Stories, poems and ramblings I'd written were unknown to me. It was like reading someone else's writing. I knew because they were in my files that I'd written them but I couldn't recall the stories, or even some of the events. It was surreal.

Even my inner dialog had changed. It was like I stood ostracized in my own head watching this complete stranger run my life and ruin it. Thoughts went through my head that I know I never would have even considered before and I was helpless to stop them.

All the weight I'd lost after leaving Seattle and working on the ranch, came back with a vengeance. Partly from nearly four months lying in bed most of the day on muscle relaxants and Valium. Also in part because the more unsure I became, the more I ate. Since my normal activities were curtailed severely while I recovered, I gained weight quickly.

I also had post-traumatic stress. When I was finally deemed okay to drive I would have panic attacks if a car turned onto the road on that side of the car. It would send adrenaline throughout my body in an instant, I'd start shaking and sobbing uncontrollably and had to pull off the road. I even cried when it happened suddenly on TV. I hated myself and my weaknesses.

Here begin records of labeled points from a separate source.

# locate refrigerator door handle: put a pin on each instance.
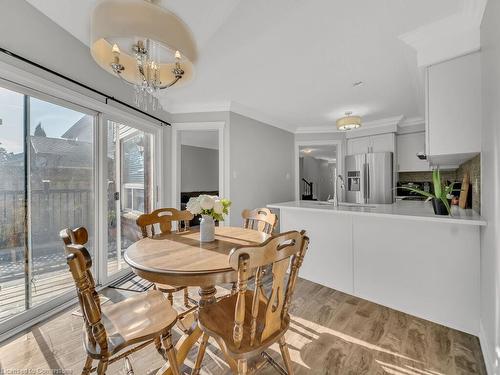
(367, 182)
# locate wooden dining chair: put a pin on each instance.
(261, 219)
(247, 323)
(162, 219)
(114, 331)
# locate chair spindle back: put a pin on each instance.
(80, 264)
(283, 251)
(163, 217)
(261, 219)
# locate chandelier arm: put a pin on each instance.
(161, 87)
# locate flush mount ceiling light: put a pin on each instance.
(144, 45)
(348, 122)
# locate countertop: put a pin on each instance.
(403, 209)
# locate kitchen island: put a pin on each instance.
(399, 255)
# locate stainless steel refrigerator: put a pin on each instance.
(369, 178)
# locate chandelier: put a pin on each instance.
(144, 45)
(348, 122)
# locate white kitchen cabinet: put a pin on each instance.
(383, 142)
(454, 110)
(374, 143)
(408, 146)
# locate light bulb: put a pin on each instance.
(115, 49)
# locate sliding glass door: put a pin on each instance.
(65, 166)
(46, 184)
(130, 193)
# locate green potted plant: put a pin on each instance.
(442, 193)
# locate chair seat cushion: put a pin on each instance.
(218, 320)
(134, 320)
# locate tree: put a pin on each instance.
(39, 132)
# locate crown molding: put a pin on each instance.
(412, 125)
(259, 116)
(450, 37)
(176, 108)
(229, 106)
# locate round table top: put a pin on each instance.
(179, 258)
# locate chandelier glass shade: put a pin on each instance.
(144, 45)
(349, 122)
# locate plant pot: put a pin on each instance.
(439, 207)
(207, 228)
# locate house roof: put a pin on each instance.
(69, 153)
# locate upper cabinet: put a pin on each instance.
(409, 145)
(373, 143)
(453, 123)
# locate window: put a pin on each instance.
(130, 188)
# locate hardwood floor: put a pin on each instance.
(331, 333)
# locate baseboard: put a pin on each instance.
(485, 348)
(39, 318)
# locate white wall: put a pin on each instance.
(261, 165)
(199, 169)
(319, 172)
(32, 35)
(490, 193)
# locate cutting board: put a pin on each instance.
(464, 192)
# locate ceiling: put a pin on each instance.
(294, 62)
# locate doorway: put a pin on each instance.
(317, 165)
(199, 161)
(130, 190)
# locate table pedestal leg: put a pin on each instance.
(207, 294)
(185, 343)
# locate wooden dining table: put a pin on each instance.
(180, 259)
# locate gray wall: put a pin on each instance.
(199, 169)
(490, 194)
(30, 34)
(261, 165)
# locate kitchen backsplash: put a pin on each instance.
(473, 166)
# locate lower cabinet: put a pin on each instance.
(398, 262)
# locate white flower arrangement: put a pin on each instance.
(209, 205)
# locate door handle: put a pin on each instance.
(367, 182)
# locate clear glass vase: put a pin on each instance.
(207, 228)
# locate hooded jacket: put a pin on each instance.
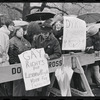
(4, 43)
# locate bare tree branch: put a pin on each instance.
(34, 7)
(13, 8)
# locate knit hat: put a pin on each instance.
(33, 28)
(92, 30)
(20, 23)
(46, 26)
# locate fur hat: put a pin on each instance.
(46, 26)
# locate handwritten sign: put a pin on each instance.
(35, 68)
(74, 34)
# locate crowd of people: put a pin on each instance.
(48, 35)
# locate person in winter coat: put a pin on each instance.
(58, 31)
(51, 45)
(47, 41)
(5, 30)
(33, 28)
(19, 44)
(93, 45)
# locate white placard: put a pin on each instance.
(35, 68)
(74, 34)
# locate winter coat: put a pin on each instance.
(4, 45)
(50, 45)
(59, 35)
(16, 47)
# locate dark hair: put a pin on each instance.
(9, 22)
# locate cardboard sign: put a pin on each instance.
(35, 68)
(74, 34)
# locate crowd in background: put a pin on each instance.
(48, 35)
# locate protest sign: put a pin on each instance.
(74, 34)
(35, 68)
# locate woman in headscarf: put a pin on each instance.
(19, 44)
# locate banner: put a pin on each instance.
(74, 34)
(35, 68)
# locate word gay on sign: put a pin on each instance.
(35, 68)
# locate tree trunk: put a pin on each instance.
(26, 10)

If I hadn't of had Jim I think I'd be a number in a morgue journal at this point. No kidding. That's pretty bad considering I was so positive and upbeat that I made any number of friends,family and strangers sick and disgusted cheering them out of perfectly good blue funks prior to all this. I couldn't see the light at the end of tunnel.

That was then. My intention in writing this wasn't to garner sympathy or pity. If anything it was to offer hope to anyone in similar situation and to help fill in the gap of almost six years since my last post. I think this blog is part of a series of blogs leading up to my current experiences and attempts at healing. 

At the time I thought I was going through hell or simply IN hell, but with time and perspective I can see that everything that happened, did so for a reason. Each obstacle and challenge offered me an opportunity to overcome my fears and limitations. It has brought, in some ways, an even better understanding of who I am. Though I do mourn the loss of that part of me that did not move forward, I am starting to celebrate the parts of me created or, perhaps more precisely - unearthed, since.